Fig. 2. GU-rich oligonucleotides induce the formation of TDP43 fibrils in autophagosomes and lysosomes.

(A) Schematic of Nycodenz density gradient fractionation protocol to isolate autophagosomes (AP) and lysosomes (Lyso) from HEK293T cells. (B) (i) Representative immunoblots of fractions 2–12 and membrane fraction input (in) isolated from oligonucleotide-treated Dendra2-LC3B HEK293T cells, detected with anti-TDP43, -LAMP1, and -LC3B antibodies. n=3. Quantification of TDP43 in fractions 4 (ii) and 6 (iii) (mean ± SEM, ANOVA, Tukey’s test, *p < 0.05). (C) Anti-TDP43 immunogold labeling on an ultrathin section of (GU)₆ treated Dendra2-LC3B HEK293T cells (left). n=6. Quantification of TDP43 positive vesicles in oligonucleotide-treated Dendra2-LC3B HEK293T cells (right). (Welch’s t-test, **p < 0.005). Scale bar, 100nm. (D) Representative negative stain EM images of immunogold labeled detergent insoluble TDP43 fibrils from Dendra2-LC3B HEK293T cells using anti-TDP43 antibodies. Scale bar, 50nm. (E) Correlative cryo-ET of lysosome enriched fraction from (GU)₆-treated Dendra2-LC3B HEK293T cells.
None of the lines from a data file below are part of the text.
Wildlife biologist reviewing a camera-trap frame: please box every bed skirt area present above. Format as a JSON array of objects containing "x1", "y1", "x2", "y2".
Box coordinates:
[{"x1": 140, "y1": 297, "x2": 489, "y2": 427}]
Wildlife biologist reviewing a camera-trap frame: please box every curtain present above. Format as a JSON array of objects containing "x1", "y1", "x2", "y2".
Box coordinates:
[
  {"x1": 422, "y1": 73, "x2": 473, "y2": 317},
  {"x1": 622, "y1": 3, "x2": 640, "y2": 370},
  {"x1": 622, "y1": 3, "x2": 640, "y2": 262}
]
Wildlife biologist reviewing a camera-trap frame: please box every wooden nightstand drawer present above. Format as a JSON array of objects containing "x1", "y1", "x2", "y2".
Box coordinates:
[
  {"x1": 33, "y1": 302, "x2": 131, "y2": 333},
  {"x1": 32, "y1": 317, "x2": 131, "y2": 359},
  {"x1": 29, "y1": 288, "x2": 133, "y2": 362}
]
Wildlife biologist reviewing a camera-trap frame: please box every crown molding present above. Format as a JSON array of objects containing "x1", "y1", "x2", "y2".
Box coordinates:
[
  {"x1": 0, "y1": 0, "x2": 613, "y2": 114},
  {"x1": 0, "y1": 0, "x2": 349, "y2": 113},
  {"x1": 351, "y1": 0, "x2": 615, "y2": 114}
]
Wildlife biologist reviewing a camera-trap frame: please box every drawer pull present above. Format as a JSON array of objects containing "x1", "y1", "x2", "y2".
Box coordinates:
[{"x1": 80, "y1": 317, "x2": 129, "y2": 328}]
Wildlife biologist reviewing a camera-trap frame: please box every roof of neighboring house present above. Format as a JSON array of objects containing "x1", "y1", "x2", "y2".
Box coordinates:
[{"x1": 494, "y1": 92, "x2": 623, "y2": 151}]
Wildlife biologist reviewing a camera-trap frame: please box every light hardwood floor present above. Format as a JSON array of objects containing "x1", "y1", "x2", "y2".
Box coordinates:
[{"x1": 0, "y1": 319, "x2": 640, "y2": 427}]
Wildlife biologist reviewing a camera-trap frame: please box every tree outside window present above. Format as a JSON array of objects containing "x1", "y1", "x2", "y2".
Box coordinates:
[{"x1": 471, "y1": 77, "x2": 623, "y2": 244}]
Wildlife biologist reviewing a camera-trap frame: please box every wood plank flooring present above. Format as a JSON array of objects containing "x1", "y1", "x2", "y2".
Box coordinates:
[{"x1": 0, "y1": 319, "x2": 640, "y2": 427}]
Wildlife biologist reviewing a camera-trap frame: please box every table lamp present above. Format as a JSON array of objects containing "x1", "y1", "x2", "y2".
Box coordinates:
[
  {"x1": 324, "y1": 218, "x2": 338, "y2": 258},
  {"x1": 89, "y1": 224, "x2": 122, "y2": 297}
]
Cryo-EM micrograph of lysosome overlaid with the Dendra2-LC3B cryo-fluorescence signal (left). Slice through the tomogram of the lysosome shown in the left panel (middle). White arrowheads highlight TDP43 fibrils. TDP43 fibrils and lysosome membranes in left/middle panels are segmented (right). Color scheme: red - TDP43; blue - lysosome membrane. Scale bars, 200nm.